正面に立つとミミズが口のようなものを開きゲロをかけてきた。
小夜が俺を担いで避ける。汚ねぇ、小夜に感謝だわ。
するとゲロがかかった地面が解けている。エイリアンみたいだな‥
「宗、チャチャっと済ますからここにいてね!」
小夜は俺を安全な場所に見事な鎖捌きで鎌を次々と突き立てていく。
そして赤い光の中心に鎌を突き立て余裕で勝ってしまった。
こう見ると小夜って強いんだなぁと感じる。だけど化物が最後にゲロを吐いた。
だが小夜は軽くかわした。アーメン。
「あーん、スカートに少しかかっちゃったよぉ!」
「油断大敵だな!」
「隠れてた宗がドヤ顔で何言ってんのよ!」
「あ、はい!これ」
「えぇ?さすがに3個目だぞ、これで。いいのかよ?」
「うん、なんか最近安定してるのかあんまし使わなくても持つかなぁって」
「小夜もよく分かってないのに大丈夫なのか?」
「私は本当に大丈夫なんだって!凄く調子いいよ?」
「まぁ小夜がそう言うなら貰っておくか」
てか俺も使うほど精神的に不安定になったことないけどな。どれくらい取らないとヤバくなるかは個人差があるようだし。

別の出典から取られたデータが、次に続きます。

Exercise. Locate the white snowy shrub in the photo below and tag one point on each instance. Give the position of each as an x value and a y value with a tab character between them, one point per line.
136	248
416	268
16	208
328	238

「宗もなかなか調子いいようだし節約出来るね!でもまだ何があるかわからないから今後の事を考えてどんどん回収しようね?」
「もしかすると宗の力を引き出すきっかけみたいなのもそのうちあるかもしれないし」
「まぁそんな時が来ればいいけどな。小夜ばっかりだもんな、戦うの」
「そうよー、少しはかっこいいところ見せてね!でも死んじゃやーよ」
「小夜こそな?」
「まぁ私が死んじゃったら宗も確実に死ぬからいいプレッシャーになってるよ、アハハッ」
「今日は少し遅いから宗の家に直接送ってあげるね!」
そして瞬く間に俺の家に着いた。いい仕事だ運ちゃん。とか言ったらヤバそうなのでありがとうと言っておいた。
「あれ?」
「どうした?」
「うーん、気のせいかなぁ?宗の目が一瞬青くなったような気が‥」
「気のせいだろ?」
「‥そうだね!じゃあまた明日」
そうして久しぶりに小夜と狩りに出た夜は無事に終わった。